Greece Stops Paying Benefits To Fraudsters; Central Bank Chief Touts Austerity
Greece has stopped paying bogus benefits claims to 200,000 people, including deceased pensioners, a Labor Ministry official said Wednesday.
The oversight was discovered during a basic audit, after debt-ridden Greece was pressured by foreign lenders to cut its deficit.
They were caught during the inquiry and the state is reclaiming the money they have illegally taken, Reuters quotes an anonymous Labor Ministry official as saying.
The cuts have been implemented gradually since last September, the official added.
The audit found that some family members continued to receive monthly checks for dead pensioners, and some recipients pretended to be poor in order to receive government assistance.
The 200,000 fraudsters amount to some 2 percent of the Greek population.

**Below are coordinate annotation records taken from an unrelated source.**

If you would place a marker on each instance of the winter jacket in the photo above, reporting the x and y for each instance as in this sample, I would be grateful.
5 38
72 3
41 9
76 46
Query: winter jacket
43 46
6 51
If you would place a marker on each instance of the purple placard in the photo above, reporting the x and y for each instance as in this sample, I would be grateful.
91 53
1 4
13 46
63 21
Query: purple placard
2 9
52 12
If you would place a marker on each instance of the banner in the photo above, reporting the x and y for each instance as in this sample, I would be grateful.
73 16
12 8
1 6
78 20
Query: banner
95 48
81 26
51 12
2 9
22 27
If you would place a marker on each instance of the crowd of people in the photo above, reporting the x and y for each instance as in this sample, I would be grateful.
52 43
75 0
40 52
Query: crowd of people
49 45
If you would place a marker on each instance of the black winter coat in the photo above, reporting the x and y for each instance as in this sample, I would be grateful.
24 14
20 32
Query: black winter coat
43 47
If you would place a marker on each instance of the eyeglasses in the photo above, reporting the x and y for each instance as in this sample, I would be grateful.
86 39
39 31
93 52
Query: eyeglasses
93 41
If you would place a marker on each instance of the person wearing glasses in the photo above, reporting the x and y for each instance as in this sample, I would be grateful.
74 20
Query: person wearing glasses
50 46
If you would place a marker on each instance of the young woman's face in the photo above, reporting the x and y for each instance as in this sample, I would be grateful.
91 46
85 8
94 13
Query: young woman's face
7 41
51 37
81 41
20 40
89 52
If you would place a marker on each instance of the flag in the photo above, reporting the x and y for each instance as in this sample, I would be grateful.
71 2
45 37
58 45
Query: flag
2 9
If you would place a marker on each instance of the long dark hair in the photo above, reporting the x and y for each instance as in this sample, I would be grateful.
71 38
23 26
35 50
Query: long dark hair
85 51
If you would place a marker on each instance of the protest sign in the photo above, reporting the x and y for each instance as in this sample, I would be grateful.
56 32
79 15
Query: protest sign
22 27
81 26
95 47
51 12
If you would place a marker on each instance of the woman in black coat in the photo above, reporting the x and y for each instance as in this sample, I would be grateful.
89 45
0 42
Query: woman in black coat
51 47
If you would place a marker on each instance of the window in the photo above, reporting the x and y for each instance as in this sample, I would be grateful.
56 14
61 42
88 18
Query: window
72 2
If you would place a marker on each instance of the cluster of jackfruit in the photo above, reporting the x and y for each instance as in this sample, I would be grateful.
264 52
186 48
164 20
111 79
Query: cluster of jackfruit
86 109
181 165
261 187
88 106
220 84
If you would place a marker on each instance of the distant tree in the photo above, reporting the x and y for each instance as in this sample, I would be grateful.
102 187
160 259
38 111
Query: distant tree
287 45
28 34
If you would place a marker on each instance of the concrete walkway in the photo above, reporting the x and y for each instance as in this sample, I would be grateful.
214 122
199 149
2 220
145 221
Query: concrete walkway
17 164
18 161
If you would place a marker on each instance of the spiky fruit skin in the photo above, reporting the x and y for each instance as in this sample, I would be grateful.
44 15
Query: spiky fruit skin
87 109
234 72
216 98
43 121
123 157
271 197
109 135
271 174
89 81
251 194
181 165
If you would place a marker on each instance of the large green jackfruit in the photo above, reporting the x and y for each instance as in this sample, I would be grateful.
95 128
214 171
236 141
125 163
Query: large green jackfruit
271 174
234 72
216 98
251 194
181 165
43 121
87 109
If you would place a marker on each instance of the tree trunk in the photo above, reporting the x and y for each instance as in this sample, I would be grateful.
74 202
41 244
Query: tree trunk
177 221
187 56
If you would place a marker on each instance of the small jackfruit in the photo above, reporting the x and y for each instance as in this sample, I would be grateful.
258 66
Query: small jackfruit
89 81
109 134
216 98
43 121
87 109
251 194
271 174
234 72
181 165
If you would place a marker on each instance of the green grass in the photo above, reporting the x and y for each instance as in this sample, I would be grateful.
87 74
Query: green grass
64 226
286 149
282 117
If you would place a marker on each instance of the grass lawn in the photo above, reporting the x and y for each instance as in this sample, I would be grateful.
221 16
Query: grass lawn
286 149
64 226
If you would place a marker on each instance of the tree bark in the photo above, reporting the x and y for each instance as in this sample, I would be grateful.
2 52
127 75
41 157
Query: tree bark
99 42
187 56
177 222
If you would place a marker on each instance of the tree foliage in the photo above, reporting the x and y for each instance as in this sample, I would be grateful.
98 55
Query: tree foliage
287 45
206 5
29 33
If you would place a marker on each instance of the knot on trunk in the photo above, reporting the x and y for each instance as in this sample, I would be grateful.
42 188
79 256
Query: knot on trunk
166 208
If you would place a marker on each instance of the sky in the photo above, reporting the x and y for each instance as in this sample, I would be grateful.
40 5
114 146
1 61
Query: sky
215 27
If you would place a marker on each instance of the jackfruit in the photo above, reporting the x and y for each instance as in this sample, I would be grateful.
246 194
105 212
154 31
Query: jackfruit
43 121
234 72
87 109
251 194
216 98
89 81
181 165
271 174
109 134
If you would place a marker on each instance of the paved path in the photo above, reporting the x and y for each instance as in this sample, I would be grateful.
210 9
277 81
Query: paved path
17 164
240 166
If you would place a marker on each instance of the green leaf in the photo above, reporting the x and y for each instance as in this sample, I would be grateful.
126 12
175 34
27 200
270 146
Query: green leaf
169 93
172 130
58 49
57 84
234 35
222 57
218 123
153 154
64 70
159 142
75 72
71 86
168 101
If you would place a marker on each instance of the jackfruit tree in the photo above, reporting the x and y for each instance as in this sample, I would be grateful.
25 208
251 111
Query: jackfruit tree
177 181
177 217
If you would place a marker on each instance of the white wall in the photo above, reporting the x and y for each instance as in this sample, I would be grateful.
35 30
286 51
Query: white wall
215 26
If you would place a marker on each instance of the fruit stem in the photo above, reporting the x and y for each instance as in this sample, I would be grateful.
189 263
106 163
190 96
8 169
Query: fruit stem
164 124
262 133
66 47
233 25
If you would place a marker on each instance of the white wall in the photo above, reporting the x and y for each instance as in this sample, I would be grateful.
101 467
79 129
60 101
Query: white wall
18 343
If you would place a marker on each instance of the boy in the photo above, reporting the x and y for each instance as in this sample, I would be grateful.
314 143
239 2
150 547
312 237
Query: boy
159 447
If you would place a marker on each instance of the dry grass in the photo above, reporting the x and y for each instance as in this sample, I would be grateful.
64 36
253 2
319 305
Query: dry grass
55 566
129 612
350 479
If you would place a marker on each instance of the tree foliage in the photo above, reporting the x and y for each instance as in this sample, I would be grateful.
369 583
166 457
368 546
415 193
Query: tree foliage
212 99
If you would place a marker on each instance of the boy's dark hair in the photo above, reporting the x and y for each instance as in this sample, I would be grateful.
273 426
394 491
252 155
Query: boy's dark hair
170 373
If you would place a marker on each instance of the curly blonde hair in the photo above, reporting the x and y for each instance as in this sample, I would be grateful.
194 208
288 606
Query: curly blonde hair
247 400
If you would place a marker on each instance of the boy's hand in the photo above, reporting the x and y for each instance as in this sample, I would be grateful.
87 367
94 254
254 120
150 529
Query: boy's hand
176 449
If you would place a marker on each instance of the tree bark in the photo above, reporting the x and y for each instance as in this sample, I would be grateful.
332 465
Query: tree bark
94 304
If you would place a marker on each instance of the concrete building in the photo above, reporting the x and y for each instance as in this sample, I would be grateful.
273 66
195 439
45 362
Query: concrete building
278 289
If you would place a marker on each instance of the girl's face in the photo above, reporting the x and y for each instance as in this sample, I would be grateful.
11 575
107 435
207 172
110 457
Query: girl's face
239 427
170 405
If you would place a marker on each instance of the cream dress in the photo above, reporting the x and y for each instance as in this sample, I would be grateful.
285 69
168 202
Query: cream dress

The social security system will save up to 800 million euros ($1.06 billion) per year from ending the fraudulent payments, outgoing Labor Minister Giorgos Koutroumanis said Tuesday when speaking to reporters.
Koutroumanis also announced that a new committee will be established to manage pensions and avoid such costly mistakes in the future, Athens-based newspaper Ekathimerini reported.
The news comes after Greece's central-bank governor, George Provopoulos, announced Tuesday the economy would shrink a higher-than-expected 5 percent this year.
Provopolous also warned that Greece risks being ousted from the euro zone if it does not follow through with promised budget cuts.
What is at stake is the choice between an orderly, albeit painstaking, effort to reconstruct the economy within the euro area ... or a disorderly economic and social regression, taking the county decades back, and eventually driving it out of the euro area and the European Union, he said in a speech at the annual meeting of the Bank of Greece.
Provopolous expressed reservations about the new government's commitment to planned austerity measures after elections on May 6.
Greek pensioners, a quarter of the population, have seen a 25 percent reduction in their allowances, while other government cuts have driven the unemployment rate to almost 22 percent, Reuters reported.
Greece's economy will contract by almost 5 percent this year, Provopolous warned, more than the 4.5 percent that the Bank of Greece earlier forecast.
Athens promised its European Union partners and the International Monetary Fund to cut government spending equal to 1.5 percent of its GDP in exchange for a $172 billion bailout in February.
Greece has sought to achieve such targets by tax increases, amounting to about $4.45 billion in 2013, a reduction to the minimum wage, and the suspension of some 30,000 public sector employees.